Nearly 17% of elderly Americans fall at least twice annually, and 63% of falls occur while walking. Injuries related to these falls are a major contributor to United States healthcare costs. The key to understanding why people fall may be achieved through studies directed at understanding how the CNS uses vestibular and proprioceptive sensory signals to maintain the body's stability throughout locomotion.
When a person experiences vestibular loss, gait instability results, in part, as a consequence of lateral motion and altered percept of body tilt. The proposed studies are specifically targeted at determining how sensory signals are used in controlling segmental reflexes that stabilize lateral motion of the head and upper body.
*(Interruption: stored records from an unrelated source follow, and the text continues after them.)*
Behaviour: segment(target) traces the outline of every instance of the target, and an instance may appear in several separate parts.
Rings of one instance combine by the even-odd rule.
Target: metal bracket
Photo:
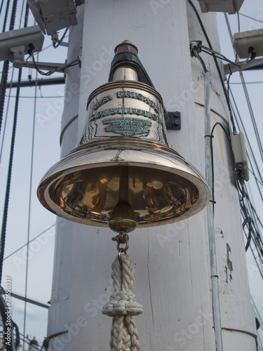
[[[181,129],[181,112],[179,111],[167,112],[166,116],[166,113],[164,113],[164,117],[167,129],[174,129],[177,131]]]

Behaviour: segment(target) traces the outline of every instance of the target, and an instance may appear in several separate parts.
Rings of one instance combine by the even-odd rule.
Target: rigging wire
[[[48,229],[45,230],[43,232],[42,232],[41,233],[40,233],[38,235],[36,235],[36,237],[34,237],[33,239],[32,239],[31,240],[29,240],[28,241],[28,244],[31,244],[32,241],[34,241],[34,240],[36,240],[37,238],[39,238],[39,237],[41,237],[43,234],[46,233],[46,232],[48,232],[48,230],[50,230],[51,228],[53,228],[53,227],[55,227],[55,224],[50,225],[50,227],[49,227]],[[7,256],[6,257],[5,257],[4,258],[4,260],[7,260],[8,258],[9,258],[9,257],[13,256],[13,255],[14,255],[17,252],[20,251],[20,250],[22,250],[22,249],[23,249],[27,245],[27,242],[26,244],[25,244],[24,245],[22,245],[22,246],[20,246],[17,250],[15,250],[15,251],[12,252],[12,253],[10,253],[8,256]]]
[[[14,0],[13,3],[13,8],[11,18],[10,20],[10,25],[9,30],[13,30],[15,26],[15,13],[17,8],[17,3],[18,0]],[[7,17],[8,14],[10,0],[8,0],[6,8],[6,14],[4,18],[4,22],[3,26],[3,32],[6,31],[6,21]],[[1,128],[2,125],[3,115],[4,115],[4,102],[6,98],[6,85],[7,85],[7,79],[8,77],[8,69],[9,69],[9,61],[6,60],[4,62],[4,67],[3,67],[3,73],[1,79],[1,85],[0,85],[0,133],[1,133]]]
[[[235,47],[234,46],[234,41],[233,41],[234,39],[233,39],[232,32],[231,32],[231,30],[230,24],[229,24],[229,21],[228,20],[228,17],[227,17],[227,13],[224,13],[224,18],[225,18],[225,20],[226,20],[226,22],[227,22],[227,29],[228,29],[229,37],[230,37],[230,39],[231,39],[231,41],[233,50],[234,50],[234,52],[236,55],[236,51],[235,49]],[[237,60],[238,60],[238,58],[237,58]],[[246,99],[246,101],[247,101],[248,110],[249,110],[250,117],[251,117],[251,121],[252,121],[252,125],[253,125],[254,132],[255,132],[255,134],[256,135],[256,139],[257,139],[257,145],[258,145],[258,147],[259,147],[259,152],[260,152],[260,156],[261,156],[261,158],[262,158],[262,162],[263,162],[263,147],[262,147],[262,145],[261,143],[259,133],[259,131],[258,131],[258,129],[257,129],[257,123],[256,123],[256,121],[255,121],[255,119],[253,110],[252,108],[252,105],[251,105],[250,99],[249,98],[248,89],[247,89],[247,88],[245,86],[245,81],[244,76],[243,74],[242,71],[239,72],[239,75],[240,75],[240,77],[241,77],[241,82],[242,82],[242,85],[243,85],[243,90],[244,90],[245,99]]]
[[[248,138],[248,135],[247,131],[246,131],[246,128],[245,128],[244,124],[243,124],[243,121],[242,121],[241,114],[240,114],[240,112],[239,112],[238,108],[238,107],[237,107],[237,105],[236,105],[236,100],[235,100],[235,98],[234,98],[234,95],[233,95],[233,93],[232,93],[232,91],[231,91],[231,88],[229,88],[229,91],[230,91],[230,94],[231,94],[231,98],[232,98],[232,100],[233,100],[233,102],[234,102],[234,106],[235,106],[236,110],[236,112],[237,112],[237,114],[238,114],[238,118],[239,118],[240,122],[241,122],[241,126],[242,126],[242,130],[243,130],[243,133],[244,133],[244,134],[245,134],[245,139],[246,139],[246,142],[248,143],[248,146],[249,146],[249,148],[250,148],[250,153],[251,153],[253,161],[254,161],[254,162],[255,162],[255,166],[256,166],[256,168],[257,168],[257,173],[258,173],[258,176],[259,176],[259,179],[260,179],[260,181],[263,183],[263,178],[262,178],[262,177],[261,172],[260,172],[260,171],[259,171],[259,166],[258,166],[258,164],[257,164],[257,160],[256,160],[256,158],[255,158],[255,156],[254,152],[253,152],[253,150],[252,150],[252,146],[251,146],[251,144],[250,144],[250,140],[249,140],[249,138]],[[235,117],[236,117],[236,123],[238,123],[238,121],[237,121],[237,119],[236,119],[236,115],[235,115],[235,112],[234,112],[234,116],[235,116]],[[241,130],[241,128],[240,128],[239,126],[238,126],[238,128],[239,128],[239,130],[240,130],[240,131]],[[250,159],[250,157],[249,157],[249,155],[248,155],[248,158]],[[252,167],[252,162],[251,162],[251,161],[250,161],[250,165],[251,165],[252,168],[253,169],[253,167]],[[263,201],[263,199],[262,199],[262,201]]]
[[[28,6],[27,11],[28,11]],[[37,79],[37,72],[36,72],[36,80]],[[35,96],[37,94],[37,86],[35,86]],[[33,162],[34,162],[34,136],[36,129],[36,98],[34,102],[34,112],[33,112],[33,128],[32,128],[32,142],[31,150],[31,164],[30,164],[30,181],[29,181],[29,208],[28,208],[28,220],[27,220],[27,263],[26,263],[26,272],[25,272],[25,297],[27,297],[27,283],[28,283],[28,260],[29,260],[29,235],[30,235],[30,220],[31,220],[31,203],[32,203],[32,180],[33,180]],[[25,301],[25,310],[24,310],[24,334],[25,334],[26,327],[26,314],[27,314],[27,301]]]
[[[11,77],[11,84],[13,82],[13,79],[14,72],[15,72],[14,67],[12,67],[12,68],[13,68],[12,77]],[[0,164],[1,164],[1,161],[2,159],[2,154],[3,154],[3,150],[4,150],[4,140],[5,140],[6,124],[7,124],[7,116],[8,116],[8,111],[9,111],[9,105],[10,105],[11,98],[11,89],[9,89],[9,95],[8,95],[8,97],[7,106],[6,106],[6,118],[5,118],[5,122],[4,122],[4,124],[2,142],[1,142],[1,150],[0,150]]]

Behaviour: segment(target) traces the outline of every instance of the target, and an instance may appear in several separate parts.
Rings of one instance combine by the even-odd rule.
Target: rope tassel
[[[111,351],[140,351],[139,334],[133,316],[142,313],[133,291],[135,269],[128,255],[118,256],[112,263],[114,292],[102,313],[112,317]]]

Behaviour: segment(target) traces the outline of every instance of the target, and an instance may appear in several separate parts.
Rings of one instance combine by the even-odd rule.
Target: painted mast
[[[194,4],[198,8],[198,2]],[[215,15],[201,18],[219,51]],[[173,147],[205,174],[204,72],[198,60],[190,57],[189,42],[206,43],[185,0],[92,0],[79,8],[78,25],[71,28],[68,60],[81,53],[81,72],[78,67],[66,72],[62,156],[79,141],[88,97],[107,81],[114,48],[125,39],[138,48],[166,109],[181,112],[182,129],[169,132]],[[220,122],[228,130],[227,104],[215,67],[212,59],[202,57],[210,71],[211,126]],[[136,230],[130,236],[129,255],[136,265],[135,291],[144,307],[143,314],[135,317],[142,350],[256,350],[238,197],[228,142],[217,127],[213,147],[213,224],[222,347],[215,340],[205,209],[188,220]],[[109,347],[111,321],[101,310],[112,292],[111,264],[116,255],[112,237],[109,229],[58,219],[49,350]]]

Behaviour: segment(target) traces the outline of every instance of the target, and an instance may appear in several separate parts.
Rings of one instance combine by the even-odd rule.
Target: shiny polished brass
[[[117,51],[125,46],[136,51],[127,42]],[[49,211],[129,232],[187,218],[208,202],[203,176],[170,147],[161,96],[137,77],[119,66],[119,80],[90,94],[79,144],[39,185],[39,199]]]

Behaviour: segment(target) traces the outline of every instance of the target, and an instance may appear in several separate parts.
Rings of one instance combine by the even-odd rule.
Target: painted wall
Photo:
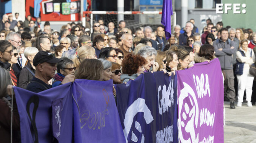
[[[222,0],[222,3],[245,3],[246,10],[245,14],[234,14],[233,9],[228,11],[227,14],[222,14],[222,22],[224,26],[230,26],[234,28],[251,28],[254,31],[256,30],[256,18],[255,9],[256,1],[255,0]],[[233,8],[233,6],[232,7]],[[225,10],[225,8],[224,8]]]

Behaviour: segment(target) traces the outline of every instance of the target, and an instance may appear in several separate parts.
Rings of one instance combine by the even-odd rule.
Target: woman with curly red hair
[[[130,79],[134,79],[145,71],[143,66],[147,63],[146,59],[139,55],[129,54],[123,60],[121,66],[123,74],[121,80],[123,83]]]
Postural instability occurs when our reflexes produce muscle activity that is insufficient to compensate for movement caused by the body’s inertia. A property of all postural reflexes is that they must be able to scale the muscle activity they produce in order to minimize the possibility of postural instability. More importantly, the CNS must be able to dynamically adjust this scaling, otherwise many contexts (e.g., wearing a backpack or a helmet) would render our reflexes ineffective during activities like gait, potentially increasing the risk of falling. Despite the significance of this problem, remarkably little is known about how this is achieved by the CNS.
A major barrier to understanding more about these reflexes has been the difficulty in recording the activity of neurons along the vestibular pathways in animals that are moving and actively producing voluntary and reflexive movements. Our studies using non-human primates parallel ongoing human studies in the lab and provide an opportunity to gain insight into the neural network processing these complex stimuli.